David T. Your point is a good one. It would certainly be great to have more research into the relative environmental, social, and financial “costs” of suburban sprawl versus urban intensification. Unfortunately, however, this graphic is misleading and not especially helpful. The graphic comes from research undertaken by Halifax Regional Municipality in Nova Scotia, Canada — not the US — in 2015. The “suburban” example refers to a low-density suburb at 16 people per acre — hardly a typical modern suburb. Typically we are seeing densities of 24 people per acre in our new suburban neighborhoods, more like the low-density urban neighborhoods in the Halifax study. You’re right, as urbanists we need reliable data. Misleading graphics are not helpful.

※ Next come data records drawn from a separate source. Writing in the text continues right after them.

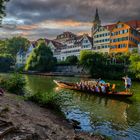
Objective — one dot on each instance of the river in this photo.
(117, 119)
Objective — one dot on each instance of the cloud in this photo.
(48, 17)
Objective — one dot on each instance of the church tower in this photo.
(96, 23)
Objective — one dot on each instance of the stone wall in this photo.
(71, 69)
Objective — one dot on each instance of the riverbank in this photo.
(57, 74)
(21, 119)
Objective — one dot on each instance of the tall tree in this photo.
(41, 59)
(135, 64)
(2, 9)
(73, 60)
(16, 43)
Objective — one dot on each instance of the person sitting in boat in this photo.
(107, 87)
(127, 83)
(92, 88)
(100, 81)
(103, 88)
(97, 90)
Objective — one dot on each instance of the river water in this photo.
(117, 119)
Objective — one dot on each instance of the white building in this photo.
(139, 48)
(73, 46)
(101, 36)
(56, 49)
(22, 56)
(101, 39)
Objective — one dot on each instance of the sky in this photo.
(36, 19)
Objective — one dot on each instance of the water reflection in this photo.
(119, 118)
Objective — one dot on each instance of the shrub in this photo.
(51, 100)
(15, 83)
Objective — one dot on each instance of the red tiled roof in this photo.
(110, 27)
(57, 44)
(133, 23)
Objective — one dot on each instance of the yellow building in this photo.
(123, 38)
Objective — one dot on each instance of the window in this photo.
(120, 25)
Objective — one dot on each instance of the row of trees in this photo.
(111, 66)
(9, 49)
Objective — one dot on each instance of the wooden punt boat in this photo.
(73, 86)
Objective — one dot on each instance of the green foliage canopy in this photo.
(73, 60)
(135, 64)
(41, 59)
(2, 9)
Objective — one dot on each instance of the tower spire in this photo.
(97, 15)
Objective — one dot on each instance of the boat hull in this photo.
(72, 86)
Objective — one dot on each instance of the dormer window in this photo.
(120, 25)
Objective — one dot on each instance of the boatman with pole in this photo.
(127, 82)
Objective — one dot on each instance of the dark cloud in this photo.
(34, 12)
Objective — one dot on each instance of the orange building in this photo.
(124, 38)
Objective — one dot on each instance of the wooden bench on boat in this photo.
(73, 86)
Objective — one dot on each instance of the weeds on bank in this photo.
(15, 83)
(50, 100)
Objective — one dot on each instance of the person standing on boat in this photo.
(100, 81)
(128, 83)
(103, 89)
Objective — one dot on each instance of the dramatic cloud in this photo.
(37, 18)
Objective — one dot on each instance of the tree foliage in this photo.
(98, 65)
(41, 59)
(6, 62)
(2, 9)
(135, 64)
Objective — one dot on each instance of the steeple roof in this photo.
(97, 15)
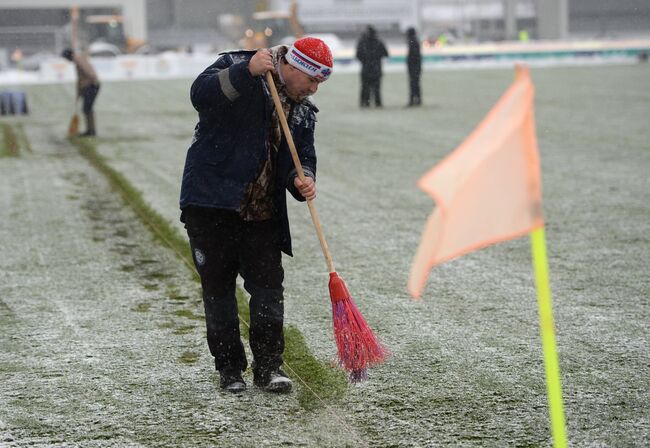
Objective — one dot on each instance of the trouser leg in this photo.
(214, 238)
(90, 123)
(261, 268)
(89, 95)
(376, 91)
(365, 93)
(267, 318)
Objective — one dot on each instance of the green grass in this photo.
(319, 382)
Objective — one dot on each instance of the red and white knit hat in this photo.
(312, 56)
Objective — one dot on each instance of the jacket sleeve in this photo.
(221, 84)
(306, 153)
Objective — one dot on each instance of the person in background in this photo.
(370, 52)
(414, 64)
(87, 88)
(233, 196)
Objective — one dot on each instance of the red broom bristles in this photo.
(358, 348)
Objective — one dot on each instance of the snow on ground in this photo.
(467, 366)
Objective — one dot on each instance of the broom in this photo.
(357, 346)
(73, 127)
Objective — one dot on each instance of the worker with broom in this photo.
(233, 200)
(87, 88)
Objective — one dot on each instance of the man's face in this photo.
(299, 85)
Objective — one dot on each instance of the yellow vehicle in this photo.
(269, 28)
(109, 29)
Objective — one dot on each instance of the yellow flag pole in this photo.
(547, 330)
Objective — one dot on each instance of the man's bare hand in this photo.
(307, 188)
(261, 62)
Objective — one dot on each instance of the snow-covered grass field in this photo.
(101, 335)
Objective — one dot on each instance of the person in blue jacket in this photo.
(233, 202)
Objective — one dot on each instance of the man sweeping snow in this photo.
(233, 197)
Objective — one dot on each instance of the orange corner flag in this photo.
(488, 189)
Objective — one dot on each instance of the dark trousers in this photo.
(224, 246)
(89, 95)
(414, 88)
(370, 87)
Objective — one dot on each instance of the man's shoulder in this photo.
(309, 105)
(238, 55)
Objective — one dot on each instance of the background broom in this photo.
(73, 127)
(357, 346)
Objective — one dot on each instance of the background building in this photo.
(43, 25)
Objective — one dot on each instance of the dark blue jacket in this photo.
(229, 143)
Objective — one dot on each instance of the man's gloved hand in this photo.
(261, 62)
(307, 188)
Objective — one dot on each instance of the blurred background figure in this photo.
(87, 88)
(370, 51)
(414, 64)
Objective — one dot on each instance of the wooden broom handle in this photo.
(301, 175)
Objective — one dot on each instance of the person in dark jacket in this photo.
(414, 64)
(233, 200)
(87, 88)
(370, 52)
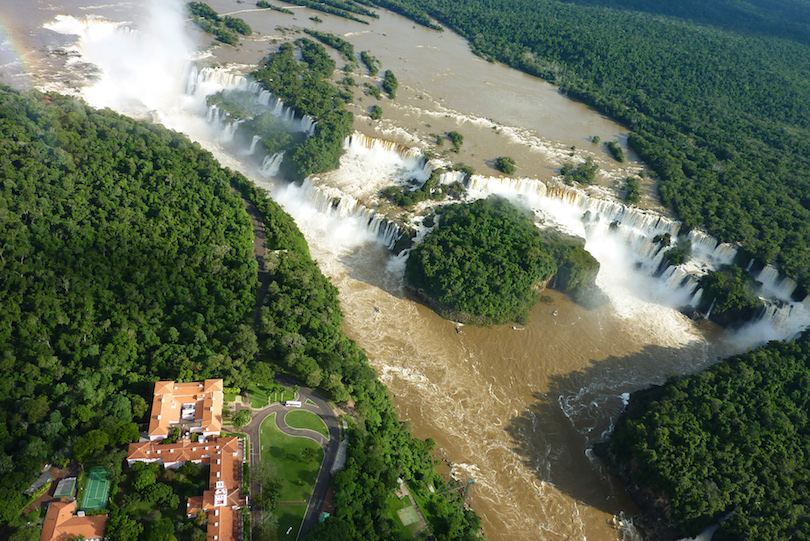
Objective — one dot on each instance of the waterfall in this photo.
(711, 307)
(252, 148)
(788, 318)
(451, 177)
(271, 164)
(207, 81)
(332, 202)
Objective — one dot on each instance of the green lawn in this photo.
(289, 516)
(260, 397)
(286, 453)
(421, 499)
(394, 504)
(306, 419)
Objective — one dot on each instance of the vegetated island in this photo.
(128, 259)
(727, 446)
(485, 261)
(713, 98)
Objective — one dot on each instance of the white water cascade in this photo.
(253, 142)
(272, 164)
(206, 81)
(606, 224)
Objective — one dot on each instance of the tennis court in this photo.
(96, 490)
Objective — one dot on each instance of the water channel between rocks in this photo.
(514, 409)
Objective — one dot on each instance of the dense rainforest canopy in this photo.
(126, 258)
(715, 94)
(482, 260)
(303, 87)
(733, 440)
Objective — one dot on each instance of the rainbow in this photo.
(13, 50)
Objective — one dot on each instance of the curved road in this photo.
(330, 446)
(322, 409)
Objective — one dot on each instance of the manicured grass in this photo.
(394, 504)
(289, 516)
(260, 397)
(306, 419)
(421, 499)
(286, 453)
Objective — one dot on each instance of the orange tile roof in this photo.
(182, 451)
(61, 524)
(169, 398)
(221, 498)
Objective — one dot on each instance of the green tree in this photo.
(505, 164)
(241, 418)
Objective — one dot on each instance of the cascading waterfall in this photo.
(253, 142)
(451, 177)
(711, 307)
(595, 219)
(572, 210)
(412, 160)
(332, 202)
(272, 164)
(207, 81)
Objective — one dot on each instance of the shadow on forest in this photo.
(551, 436)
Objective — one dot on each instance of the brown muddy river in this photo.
(515, 409)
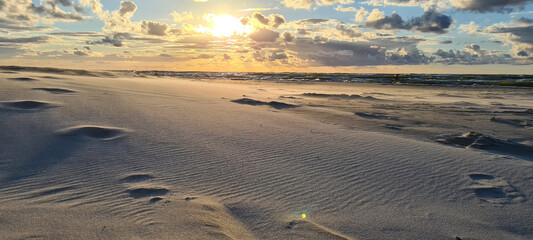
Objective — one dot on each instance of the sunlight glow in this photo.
(224, 26)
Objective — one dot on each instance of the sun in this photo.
(224, 26)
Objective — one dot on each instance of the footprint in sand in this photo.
(92, 131)
(135, 178)
(140, 190)
(23, 79)
(27, 105)
(55, 90)
(494, 190)
(311, 230)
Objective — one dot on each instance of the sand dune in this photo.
(274, 104)
(55, 90)
(23, 79)
(91, 131)
(166, 158)
(26, 105)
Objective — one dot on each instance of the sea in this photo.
(419, 79)
(502, 80)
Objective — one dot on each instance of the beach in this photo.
(125, 156)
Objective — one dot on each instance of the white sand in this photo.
(164, 158)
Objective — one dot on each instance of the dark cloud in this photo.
(264, 35)
(154, 28)
(127, 8)
(80, 53)
(288, 37)
(302, 31)
(430, 22)
(342, 53)
(260, 18)
(489, 5)
(65, 3)
(205, 56)
(522, 54)
(522, 20)
(277, 20)
(520, 34)
(472, 55)
(12, 26)
(115, 40)
(312, 21)
(36, 39)
(348, 31)
(277, 56)
(245, 21)
(53, 11)
(77, 34)
(274, 20)
(388, 23)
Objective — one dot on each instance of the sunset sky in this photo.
(390, 36)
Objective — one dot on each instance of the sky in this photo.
(355, 36)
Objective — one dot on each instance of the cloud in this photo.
(36, 39)
(260, 18)
(205, 56)
(312, 21)
(80, 53)
(348, 31)
(489, 5)
(115, 40)
(119, 21)
(274, 20)
(264, 35)
(430, 22)
(24, 15)
(288, 37)
(472, 28)
(359, 53)
(426, 4)
(522, 21)
(472, 55)
(77, 34)
(154, 28)
(306, 4)
(127, 9)
(181, 17)
(521, 37)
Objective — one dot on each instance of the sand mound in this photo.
(26, 105)
(338, 96)
(134, 178)
(518, 123)
(55, 90)
(98, 132)
(495, 190)
(145, 192)
(305, 229)
(487, 143)
(24, 79)
(274, 104)
(373, 116)
(471, 140)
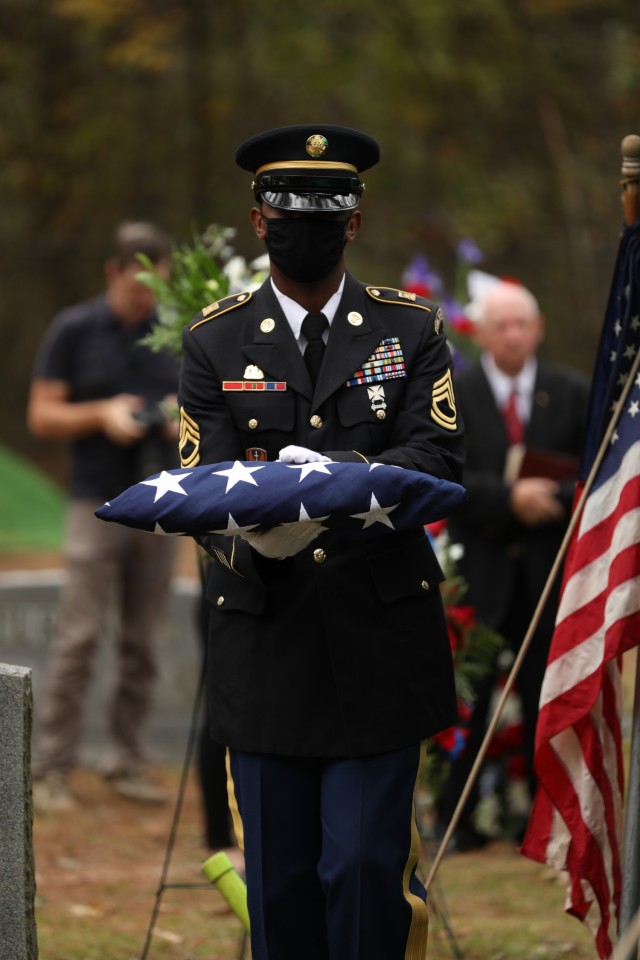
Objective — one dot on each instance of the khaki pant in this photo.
(106, 564)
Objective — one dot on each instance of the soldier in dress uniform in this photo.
(329, 661)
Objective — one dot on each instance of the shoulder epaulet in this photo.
(221, 306)
(403, 298)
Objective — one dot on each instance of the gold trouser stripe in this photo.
(233, 804)
(417, 940)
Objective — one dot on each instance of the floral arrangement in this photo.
(475, 648)
(204, 270)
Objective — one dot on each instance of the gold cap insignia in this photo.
(316, 145)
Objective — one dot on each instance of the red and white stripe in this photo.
(576, 819)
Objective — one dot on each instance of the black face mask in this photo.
(305, 248)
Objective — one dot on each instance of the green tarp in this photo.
(31, 506)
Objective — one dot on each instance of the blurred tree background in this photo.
(499, 120)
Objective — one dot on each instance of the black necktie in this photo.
(313, 326)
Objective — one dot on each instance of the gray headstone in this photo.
(18, 938)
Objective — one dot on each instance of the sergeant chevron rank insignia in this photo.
(443, 402)
(189, 440)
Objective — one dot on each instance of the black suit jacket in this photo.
(341, 650)
(499, 552)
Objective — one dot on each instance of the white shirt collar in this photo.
(503, 385)
(295, 314)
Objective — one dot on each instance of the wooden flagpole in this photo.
(630, 899)
(631, 199)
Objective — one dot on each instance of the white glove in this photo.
(285, 540)
(293, 454)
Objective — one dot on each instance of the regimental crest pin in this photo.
(378, 400)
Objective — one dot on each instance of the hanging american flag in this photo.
(576, 819)
(234, 497)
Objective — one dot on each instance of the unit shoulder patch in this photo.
(403, 298)
(221, 306)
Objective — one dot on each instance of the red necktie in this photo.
(512, 421)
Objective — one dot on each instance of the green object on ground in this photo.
(219, 870)
(31, 506)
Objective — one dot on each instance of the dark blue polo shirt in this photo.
(99, 357)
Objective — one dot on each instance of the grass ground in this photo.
(98, 870)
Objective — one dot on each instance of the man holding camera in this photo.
(95, 386)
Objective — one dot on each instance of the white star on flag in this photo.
(238, 473)
(375, 514)
(304, 516)
(307, 468)
(232, 527)
(167, 483)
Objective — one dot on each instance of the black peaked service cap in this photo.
(313, 167)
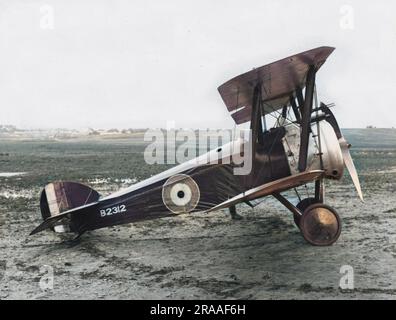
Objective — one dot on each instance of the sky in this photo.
(138, 64)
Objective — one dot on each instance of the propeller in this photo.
(346, 155)
(350, 165)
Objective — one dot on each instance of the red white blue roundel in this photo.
(180, 193)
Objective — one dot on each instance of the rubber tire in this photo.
(307, 230)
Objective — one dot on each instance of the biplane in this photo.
(304, 147)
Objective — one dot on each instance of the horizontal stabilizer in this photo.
(53, 220)
(271, 187)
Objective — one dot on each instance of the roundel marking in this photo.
(180, 193)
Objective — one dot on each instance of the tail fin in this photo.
(59, 200)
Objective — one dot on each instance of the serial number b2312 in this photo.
(112, 210)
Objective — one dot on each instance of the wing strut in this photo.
(295, 109)
(306, 119)
(255, 123)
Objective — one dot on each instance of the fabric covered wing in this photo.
(279, 80)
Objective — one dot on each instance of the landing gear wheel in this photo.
(320, 225)
(302, 205)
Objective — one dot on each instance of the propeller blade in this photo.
(350, 166)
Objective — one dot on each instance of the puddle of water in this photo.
(11, 174)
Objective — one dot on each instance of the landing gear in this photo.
(320, 225)
(302, 205)
(234, 214)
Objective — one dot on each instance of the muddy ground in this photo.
(197, 256)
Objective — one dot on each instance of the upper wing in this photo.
(271, 187)
(279, 81)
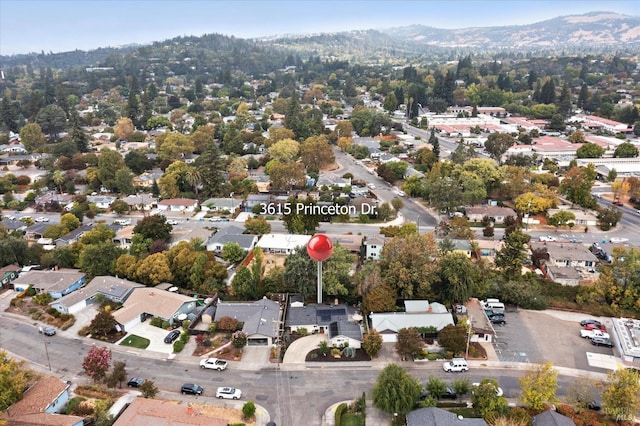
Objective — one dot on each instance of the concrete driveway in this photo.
(298, 350)
(154, 334)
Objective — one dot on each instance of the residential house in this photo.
(373, 248)
(495, 213)
(35, 231)
(433, 416)
(53, 200)
(146, 411)
(124, 236)
(351, 242)
(331, 179)
(178, 205)
(141, 201)
(8, 274)
(256, 200)
(73, 236)
(56, 283)
(231, 234)
(551, 418)
(259, 319)
(40, 405)
(282, 243)
(222, 204)
(418, 314)
(146, 179)
(113, 288)
(101, 201)
(582, 218)
(145, 302)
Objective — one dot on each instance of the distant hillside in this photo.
(594, 30)
(598, 32)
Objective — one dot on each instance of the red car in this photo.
(594, 327)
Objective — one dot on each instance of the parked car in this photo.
(228, 393)
(47, 331)
(592, 326)
(456, 365)
(135, 382)
(499, 391)
(172, 336)
(601, 341)
(191, 389)
(497, 319)
(213, 364)
(590, 321)
(590, 334)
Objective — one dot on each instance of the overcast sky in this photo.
(64, 25)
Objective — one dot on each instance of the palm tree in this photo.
(194, 178)
(59, 177)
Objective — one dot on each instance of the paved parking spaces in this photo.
(155, 335)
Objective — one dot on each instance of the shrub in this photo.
(156, 322)
(178, 346)
(340, 410)
(249, 410)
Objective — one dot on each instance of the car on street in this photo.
(590, 321)
(135, 382)
(601, 341)
(191, 389)
(590, 334)
(499, 391)
(595, 327)
(456, 365)
(48, 331)
(213, 364)
(172, 336)
(228, 393)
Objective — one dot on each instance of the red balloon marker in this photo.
(320, 247)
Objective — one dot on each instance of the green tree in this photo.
(395, 391)
(453, 338)
(96, 363)
(154, 227)
(372, 343)
(538, 386)
(408, 344)
(626, 150)
(485, 399)
(149, 389)
(590, 150)
(102, 324)
(32, 137)
(257, 226)
(513, 254)
(14, 379)
(232, 252)
(621, 397)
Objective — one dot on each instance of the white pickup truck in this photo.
(590, 334)
(214, 364)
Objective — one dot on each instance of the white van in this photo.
(456, 365)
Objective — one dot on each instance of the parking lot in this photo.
(541, 336)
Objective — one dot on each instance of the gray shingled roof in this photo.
(432, 416)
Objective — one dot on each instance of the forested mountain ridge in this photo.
(598, 32)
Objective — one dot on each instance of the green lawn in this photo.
(350, 419)
(135, 342)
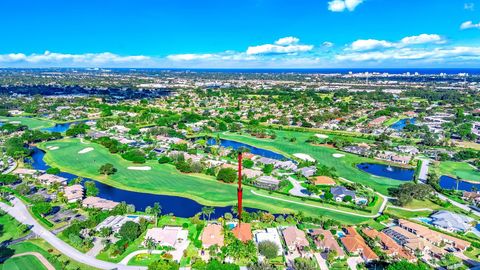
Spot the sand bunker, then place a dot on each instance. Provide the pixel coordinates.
(304, 157)
(86, 150)
(321, 136)
(143, 168)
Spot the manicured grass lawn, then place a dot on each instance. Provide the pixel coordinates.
(10, 228)
(459, 169)
(344, 166)
(32, 123)
(165, 179)
(26, 262)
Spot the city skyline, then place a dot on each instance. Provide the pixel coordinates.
(241, 34)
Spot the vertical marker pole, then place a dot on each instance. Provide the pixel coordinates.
(239, 190)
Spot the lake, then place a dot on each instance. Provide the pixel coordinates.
(448, 182)
(178, 206)
(254, 150)
(393, 172)
(401, 124)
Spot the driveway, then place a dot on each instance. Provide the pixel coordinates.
(353, 262)
(19, 212)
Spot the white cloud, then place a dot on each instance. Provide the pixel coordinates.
(410, 54)
(469, 25)
(327, 44)
(469, 6)
(422, 39)
(287, 41)
(63, 59)
(369, 44)
(286, 45)
(342, 5)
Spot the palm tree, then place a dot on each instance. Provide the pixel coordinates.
(156, 210)
(150, 244)
(207, 211)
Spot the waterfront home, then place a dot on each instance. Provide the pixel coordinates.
(99, 203)
(393, 157)
(73, 193)
(295, 239)
(451, 221)
(377, 121)
(268, 182)
(212, 235)
(243, 232)
(473, 196)
(269, 234)
(388, 245)
(340, 192)
(327, 242)
(355, 244)
(167, 236)
(414, 243)
(433, 236)
(308, 171)
(50, 179)
(323, 181)
(116, 222)
(22, 172)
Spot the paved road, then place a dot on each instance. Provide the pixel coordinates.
(39, 256)
(19, 212)
(321, 261)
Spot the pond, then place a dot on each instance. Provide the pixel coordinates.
(178, 206)
(401, 124)
(61, 127)
(448, 182)
(254, 150)
(393, 172)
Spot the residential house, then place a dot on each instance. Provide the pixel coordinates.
(323, 181)
(269, 234)
(212, 235)
(327, 242)
(389, 246)
(355, 244)
(451, 221)
(243, 232)
(167, 236)
(73, 193)
(99, 203)
(295, 239)
(50, 179)
(267, 181)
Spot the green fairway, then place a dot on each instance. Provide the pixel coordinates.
(26, 262)
(32, 123)
(344, 166)
(165, 179)
(459, 169)
(10, 228)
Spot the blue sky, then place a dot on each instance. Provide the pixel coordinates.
(240, 34)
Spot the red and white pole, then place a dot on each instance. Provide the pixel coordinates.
(239, 190)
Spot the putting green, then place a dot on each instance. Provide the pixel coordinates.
(165, 179)
(345, 166)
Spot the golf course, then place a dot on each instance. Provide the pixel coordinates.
(165, 179)
(32, 123)
(344, 166)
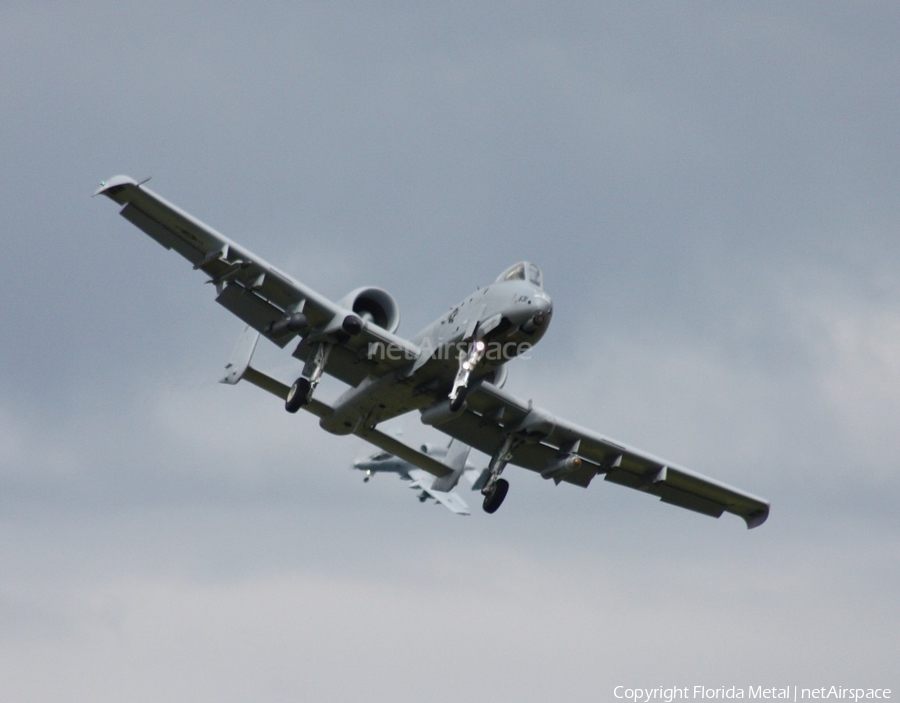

J.D. Eagles, Owner, Just Bee Farms, Colton, Oregon. I have always thought that in order to plan, the agreement must be formation of a community, be it city or suburban area. Covid isolation, and lack of public health, ‘bubbles’ to sustain education, and [un]employment are byproducts of a lack of community. If anything, we must learn from these experiences and prepare for more of these same occurrences unless or until we are able to control our toxic emissions and annihilation of our forests. Your statement, “our view of planning must not be black and white, but must include gray areas,” needs to be taken one step further. Our plans must include green spaces, parks, and streets into pedestrian shopping parks, as well as LEED construction and remodeling of living space, and clean low cost public transportation.
Dennis Schijffout, IMOSS bureau, Utrecht, Netherlands. Over the last 150 years, our design of cities was about cars, streets, sidewalks, and parking lots. Change our concept of mobility and we change our city. Use practical and useful biodiversity and sustainability measures in design and we’re on our way! The binary choice between urban and sub-urban is not necessary.